Midshipman’s Hope and its sequels. Technically speaking, these are not utopian stories – only an excuse to do Horatio Hornblower style fiction in space – but if you want to understand fans of Sheriff Arpaio or ISIS, you can treat them as research...
Or if you prefer a more gentle vision, try Thea Alexander’s 2150 A.D. [18+]: a benevolent New Age computer guides the population serenely to higher levels of enlightenment. Given the hedonic nature of this utopia, I could almost place it in the social liberal utopia category. But given the amount of monitoring, including clothing that changes color to match your current level of enlightenment, I need to place it in the authoritarian category.
If all that feminist New Age enlightenment stuff makes you sick, how about some full-on endarkenment: Might makes right! In Tarnsman of Gor [18+] and its many sequels, heroes get glory and comely lasses, while girly-men (and girlies) get the chains they deserve. A serious political philosophy, or just grist for bedroom games? You decide, but do note that the author is a philosophy professor. Anyway, some of the books are decent science fiction, reminiscent of Edgar Rice Burroughs, and they are guaranteed to offend all feminists within a five mile radius.
No list of authoritarian utopias would be complete without some Nazi vision. So how about science fiction by Adolph Hitler himself? In The Iron Dream, Norman Spinrad envisions an alternate reality where Hitler emigrated to the United States after the failed Munich Putsch. He then used his artistic skills to illustrate science fiction magazines and eventually took up writing himself. Lord of the Swastika is his last and greatest work. The parallel universe intro remarks and afterward are darkly hilarious. The novel itself – set in a post nuclear age populated by mutants – will allow you to think like a Nazi without hating any extant humans. Indeed, the novel so resembles more popular heroic fantasies that you may realize that you have already been indulging your inner Nazi. Disturbing.

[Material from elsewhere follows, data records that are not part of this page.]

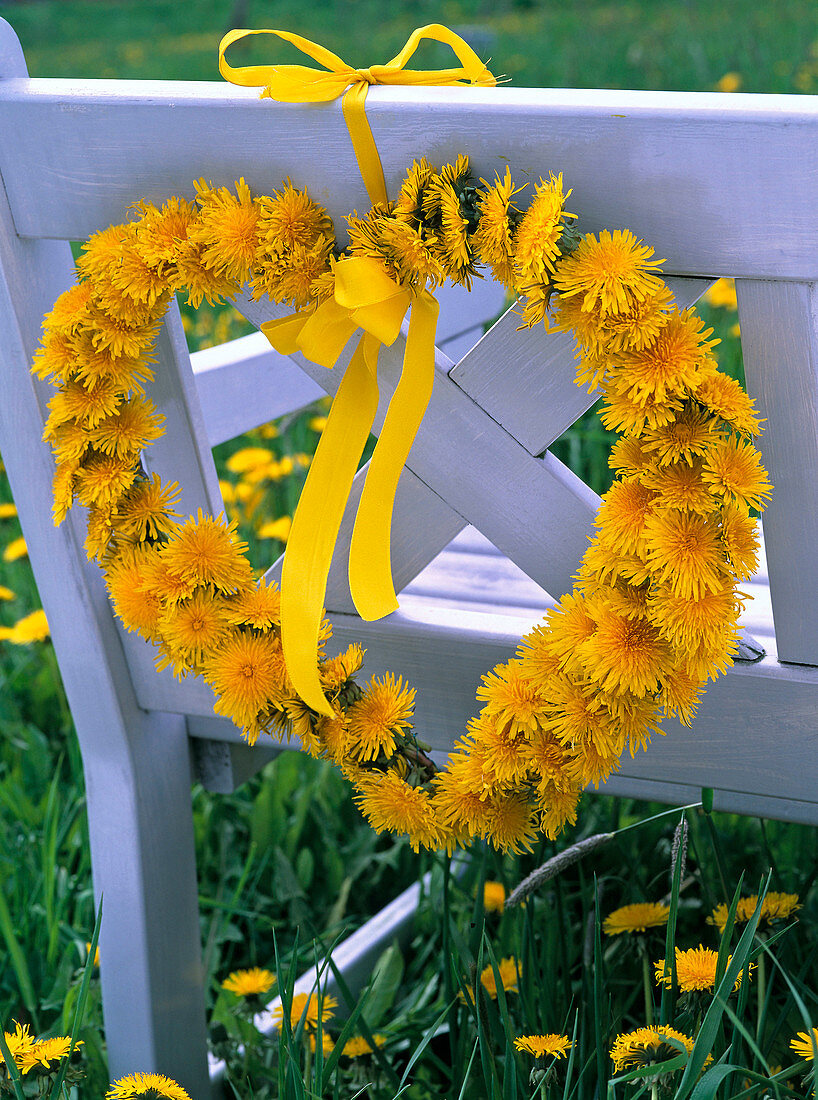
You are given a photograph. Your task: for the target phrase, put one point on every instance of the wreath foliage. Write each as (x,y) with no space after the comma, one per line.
(654,611)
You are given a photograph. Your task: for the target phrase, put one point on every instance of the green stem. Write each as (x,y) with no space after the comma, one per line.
(761,992)
(648,988)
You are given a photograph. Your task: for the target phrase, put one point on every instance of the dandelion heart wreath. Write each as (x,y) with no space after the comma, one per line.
(654,611)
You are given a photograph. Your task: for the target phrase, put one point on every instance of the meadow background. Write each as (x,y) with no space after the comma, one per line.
(289,850)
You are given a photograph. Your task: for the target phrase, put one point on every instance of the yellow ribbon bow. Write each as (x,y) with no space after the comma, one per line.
(365,298)
(300,84)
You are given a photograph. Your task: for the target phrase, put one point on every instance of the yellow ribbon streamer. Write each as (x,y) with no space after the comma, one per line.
(300,84)
(365,298)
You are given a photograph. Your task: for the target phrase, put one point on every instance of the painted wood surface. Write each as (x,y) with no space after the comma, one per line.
(524,377)
(696,174)
(780,342)
(136,766)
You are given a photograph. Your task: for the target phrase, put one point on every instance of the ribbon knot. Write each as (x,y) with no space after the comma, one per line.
(365,298)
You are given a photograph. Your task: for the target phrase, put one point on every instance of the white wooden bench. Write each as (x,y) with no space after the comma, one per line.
(718,185)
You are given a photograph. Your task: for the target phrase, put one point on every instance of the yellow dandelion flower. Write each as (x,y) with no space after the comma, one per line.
(493,241)
(133,425)
(391,805)
(305,1008)
(537,248)
(732,470)
(162,233)
(740,537)
(544,1046)
(685,437)
(383,713)
(46,1053)
(207,551)
(443,213)
(722,293)
(647,1046)
(146,512)
(622,414)
(409,204)
(19,1043)
(253,982)
(695,970)
(245,672)
(356,1046)
(33,627)
(509,822)
(622,516)
(669,364)
(681,485)
(509,970)
(623,653)
(684,551)
(685,620)
(103,480)
(145,1085)
(805,1044)
(609,274)
(258,606)
(775,906)
(725,397)
(192,627)
(227,229)
(130,586)
(494,897)
(15,550)
(510,700)
(289,219)
(85,404)
(327,1044)
(636,917)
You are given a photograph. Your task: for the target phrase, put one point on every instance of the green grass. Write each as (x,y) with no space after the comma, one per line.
(289,848)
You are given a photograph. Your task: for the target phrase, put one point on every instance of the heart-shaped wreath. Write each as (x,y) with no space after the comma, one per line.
(654,611)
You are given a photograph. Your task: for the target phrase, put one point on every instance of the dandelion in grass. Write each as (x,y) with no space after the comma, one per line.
(207,551)
(543,1046)
(306,1005)
(253,982)
(775,906)
(648,1046)
(382,714)
(805,1044)
(151,1086)
(30,628)
(494,897)
(356,1046)
(733,471)
(15,550)
(695,970)
(19,1043)
(609,274)
(637,917)
(46,1053)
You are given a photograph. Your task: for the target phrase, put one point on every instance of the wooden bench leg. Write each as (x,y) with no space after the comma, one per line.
(142,850)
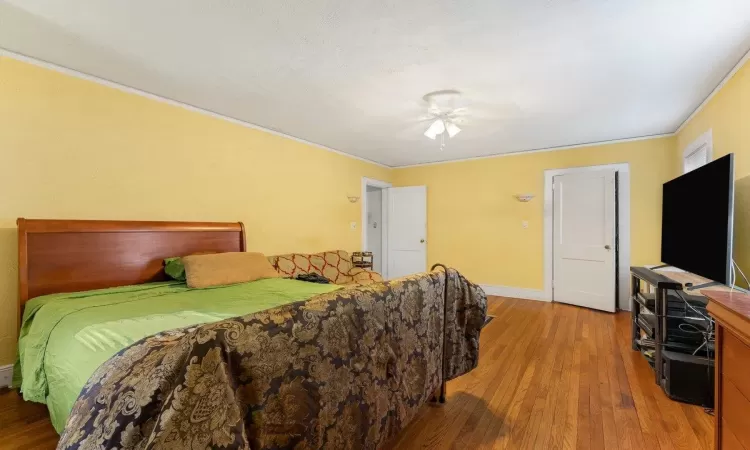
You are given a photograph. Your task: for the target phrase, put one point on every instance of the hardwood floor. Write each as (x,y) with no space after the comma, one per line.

Equal time requires a Bolshevik novel. How about Joseph Stalin’s favorite: Cement by Fyodor Gladkov. Feel the proletarian solidarity as working class men and women struggle to get a cement factory working despite bureaucrats and saboteurs. Utterly unheroic, and a mostly dull read, but if you are a Bolshevik, you deserve every page. This is the perfect gift for your Che T-shirt wearing nephew. (Bonus: compare the opening scene to that of Atlas Shrugged. The parallels are ominous.)
Finally, I leave you with a bit of all-American authoritarianism, from Hollywood. Arresting and trying people for pursuing happiness incorrectly is just too inconvenient. Shoot them in the streets! And check out our clothes! Styling! Miami Vice is the TV show that inspired the authoritarian "utopia" we live in today.